No two function types are the same
So, you know how functions and closures each have their own unique type, right? Unnameable, unique even despite identical names and signatures, and with exactly one instance (the function/closure itself). This is what allows Rust to perform powerful optimizations with things like map<F>() - in simple terms, each invocation of such a function is entirely unique, meaning that, for instance, the code can be inlined and optimized on a case-by-case basis.
let a = Some(42u8); // Option<u8>
let b = Some(42i8); // Option<i8>
let c = Some(|_x: u8| {}); // Option<closure 1>
let d = Some(|| {}); // Option<closure 2>
let e = Some(|| {}); // Option<closure 3>
// All of these are different types, even d and e!As you can see, this also applies to generic types - instantiating a type with a closure (or a function - but not a fn pointer!) creates a unique type per line. This is a simplification - the compiler doesn't actually care about line numbers - but it's effectively the same in this case.
The demo
Anyway, this led me to a little toy example, where every instantiation of a struct produces a unique type. These are not interchangeable, and consequently also not fully nameable (you must use Foo<_> or somehow refer to it indirectly).
Here's a Playground link, which demonstrates some other weirdness around doing stuff this way. Try building it to see the error messages; I also included some details in code comments.
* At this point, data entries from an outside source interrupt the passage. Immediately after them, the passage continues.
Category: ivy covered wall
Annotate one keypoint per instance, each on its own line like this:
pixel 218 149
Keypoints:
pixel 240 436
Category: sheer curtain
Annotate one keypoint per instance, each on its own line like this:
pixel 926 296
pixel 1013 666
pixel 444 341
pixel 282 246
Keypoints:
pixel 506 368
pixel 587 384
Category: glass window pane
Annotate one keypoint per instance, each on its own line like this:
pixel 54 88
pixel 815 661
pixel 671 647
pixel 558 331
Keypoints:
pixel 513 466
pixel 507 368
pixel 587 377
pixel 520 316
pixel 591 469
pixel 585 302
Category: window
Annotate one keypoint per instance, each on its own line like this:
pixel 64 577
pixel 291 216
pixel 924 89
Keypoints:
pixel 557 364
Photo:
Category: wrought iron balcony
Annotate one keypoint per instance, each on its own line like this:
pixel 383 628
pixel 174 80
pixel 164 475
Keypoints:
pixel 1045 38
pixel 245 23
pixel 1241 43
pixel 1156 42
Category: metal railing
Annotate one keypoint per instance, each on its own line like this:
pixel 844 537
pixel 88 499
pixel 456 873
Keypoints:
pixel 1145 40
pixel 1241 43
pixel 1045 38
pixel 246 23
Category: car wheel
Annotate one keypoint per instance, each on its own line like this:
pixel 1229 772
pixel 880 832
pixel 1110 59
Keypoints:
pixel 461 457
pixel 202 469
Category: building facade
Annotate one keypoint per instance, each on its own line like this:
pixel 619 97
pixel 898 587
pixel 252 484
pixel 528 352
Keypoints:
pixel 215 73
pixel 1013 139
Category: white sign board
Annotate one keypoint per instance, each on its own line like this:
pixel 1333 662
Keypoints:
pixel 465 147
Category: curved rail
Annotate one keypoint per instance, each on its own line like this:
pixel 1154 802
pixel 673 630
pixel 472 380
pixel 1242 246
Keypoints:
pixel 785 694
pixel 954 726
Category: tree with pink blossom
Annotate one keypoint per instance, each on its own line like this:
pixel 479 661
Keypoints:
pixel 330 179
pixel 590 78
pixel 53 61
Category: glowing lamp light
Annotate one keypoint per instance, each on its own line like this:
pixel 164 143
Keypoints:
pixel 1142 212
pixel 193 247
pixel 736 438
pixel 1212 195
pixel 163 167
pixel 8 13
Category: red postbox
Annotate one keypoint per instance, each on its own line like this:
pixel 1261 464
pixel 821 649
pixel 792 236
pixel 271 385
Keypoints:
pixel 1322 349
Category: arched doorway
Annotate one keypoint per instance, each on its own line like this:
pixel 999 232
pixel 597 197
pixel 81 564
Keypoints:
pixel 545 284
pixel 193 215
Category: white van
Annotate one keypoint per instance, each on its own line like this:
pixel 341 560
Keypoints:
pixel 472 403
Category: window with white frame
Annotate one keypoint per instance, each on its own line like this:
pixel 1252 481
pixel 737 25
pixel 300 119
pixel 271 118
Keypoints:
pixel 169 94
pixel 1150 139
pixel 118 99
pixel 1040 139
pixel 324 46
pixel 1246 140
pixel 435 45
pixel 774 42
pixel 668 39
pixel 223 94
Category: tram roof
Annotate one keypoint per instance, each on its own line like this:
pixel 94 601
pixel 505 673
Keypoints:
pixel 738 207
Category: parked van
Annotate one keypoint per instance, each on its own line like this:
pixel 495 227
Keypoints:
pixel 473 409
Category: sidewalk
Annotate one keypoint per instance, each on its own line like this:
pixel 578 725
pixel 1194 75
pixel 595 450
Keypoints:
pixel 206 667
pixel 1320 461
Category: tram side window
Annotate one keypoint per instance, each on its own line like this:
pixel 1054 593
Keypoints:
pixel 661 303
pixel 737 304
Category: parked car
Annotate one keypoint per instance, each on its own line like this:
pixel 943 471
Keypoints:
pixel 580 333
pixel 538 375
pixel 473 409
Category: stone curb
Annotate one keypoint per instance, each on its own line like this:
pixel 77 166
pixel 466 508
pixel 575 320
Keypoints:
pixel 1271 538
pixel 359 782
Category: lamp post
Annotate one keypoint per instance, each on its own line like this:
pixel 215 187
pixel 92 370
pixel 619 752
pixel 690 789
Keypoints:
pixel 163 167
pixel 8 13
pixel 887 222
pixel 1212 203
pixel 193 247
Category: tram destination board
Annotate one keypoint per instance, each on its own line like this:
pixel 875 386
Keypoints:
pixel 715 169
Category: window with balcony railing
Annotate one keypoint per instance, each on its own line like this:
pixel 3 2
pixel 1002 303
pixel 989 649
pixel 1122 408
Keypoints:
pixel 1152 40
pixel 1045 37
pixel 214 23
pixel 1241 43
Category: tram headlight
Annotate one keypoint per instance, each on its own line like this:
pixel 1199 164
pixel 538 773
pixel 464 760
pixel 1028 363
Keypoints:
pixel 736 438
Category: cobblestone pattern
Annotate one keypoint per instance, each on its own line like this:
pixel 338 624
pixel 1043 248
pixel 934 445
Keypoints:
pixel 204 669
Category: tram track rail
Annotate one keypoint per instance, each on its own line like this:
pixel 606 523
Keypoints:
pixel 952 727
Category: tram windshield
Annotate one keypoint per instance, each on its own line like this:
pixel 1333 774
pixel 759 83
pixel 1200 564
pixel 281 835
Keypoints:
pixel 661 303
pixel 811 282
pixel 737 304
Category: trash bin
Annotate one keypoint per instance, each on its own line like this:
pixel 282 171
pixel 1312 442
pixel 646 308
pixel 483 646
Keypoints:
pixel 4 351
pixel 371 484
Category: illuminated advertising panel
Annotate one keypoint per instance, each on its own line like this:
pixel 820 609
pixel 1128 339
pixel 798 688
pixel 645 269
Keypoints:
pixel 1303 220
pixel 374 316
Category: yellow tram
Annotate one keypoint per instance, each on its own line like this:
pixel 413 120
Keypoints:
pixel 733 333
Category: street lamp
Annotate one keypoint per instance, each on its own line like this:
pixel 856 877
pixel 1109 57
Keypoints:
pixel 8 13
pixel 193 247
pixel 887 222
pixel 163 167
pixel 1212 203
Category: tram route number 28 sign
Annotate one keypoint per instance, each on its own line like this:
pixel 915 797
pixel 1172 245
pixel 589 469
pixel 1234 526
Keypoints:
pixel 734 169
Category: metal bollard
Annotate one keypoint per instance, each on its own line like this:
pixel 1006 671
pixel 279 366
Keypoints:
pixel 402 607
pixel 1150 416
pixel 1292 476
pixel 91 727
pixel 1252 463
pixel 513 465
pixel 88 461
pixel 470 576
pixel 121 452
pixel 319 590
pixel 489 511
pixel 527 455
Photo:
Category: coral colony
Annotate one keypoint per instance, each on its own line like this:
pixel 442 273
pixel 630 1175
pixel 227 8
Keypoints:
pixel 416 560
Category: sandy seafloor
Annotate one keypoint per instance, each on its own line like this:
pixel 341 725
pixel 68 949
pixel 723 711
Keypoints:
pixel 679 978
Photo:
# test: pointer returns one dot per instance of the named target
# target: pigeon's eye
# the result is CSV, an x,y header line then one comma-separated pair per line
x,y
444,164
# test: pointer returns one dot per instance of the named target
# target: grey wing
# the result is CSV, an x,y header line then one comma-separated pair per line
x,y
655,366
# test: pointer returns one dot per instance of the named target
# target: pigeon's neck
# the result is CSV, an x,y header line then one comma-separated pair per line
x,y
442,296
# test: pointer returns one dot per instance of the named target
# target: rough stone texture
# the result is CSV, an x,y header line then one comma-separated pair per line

My favorite thing is just how confusing the error message is. The compiler team is doing an excellent job making error messages detailed, clear, and even going out of their way to handle common gotchas, so this is in no way the fault of the error message - it's just funny in this deliberate edge case.
error[E0308]: mismatched types
--> src/lib.rs:32:9
|
14 | make(|| {})
| --
| |
| the expected closure
| the found closure
...
32 | a = b; // [ERR]
| ^ expected closure, found a different closure
|
= note: expected struct `Foo<{closure@src/lib.rs:14:18: 14:20}>`
found struct `Foo<{closure@src/lib.rs:14:18: 14:20}>`
= note: no two closures, even if identical, have the same type
= help: consider boxing your closure and/or using it as a trait objectWhen two types differ by a function or closure type, Rust does its absolute best to clarify where the two unnameable function types come from. However, since the closure comes from a macro invocation, Rust ends up highlighting the same location in code, and even generates two identical pseudonames for the closures, both referring to the same line.
Luckily, the second note message comes to the rescue, and does its best to rectify the confusing situation. It explains that no two closures (or functions), however similar they may be, ever have the same type. It's a reminder that even if two type names print as identical strings, they might not be the same!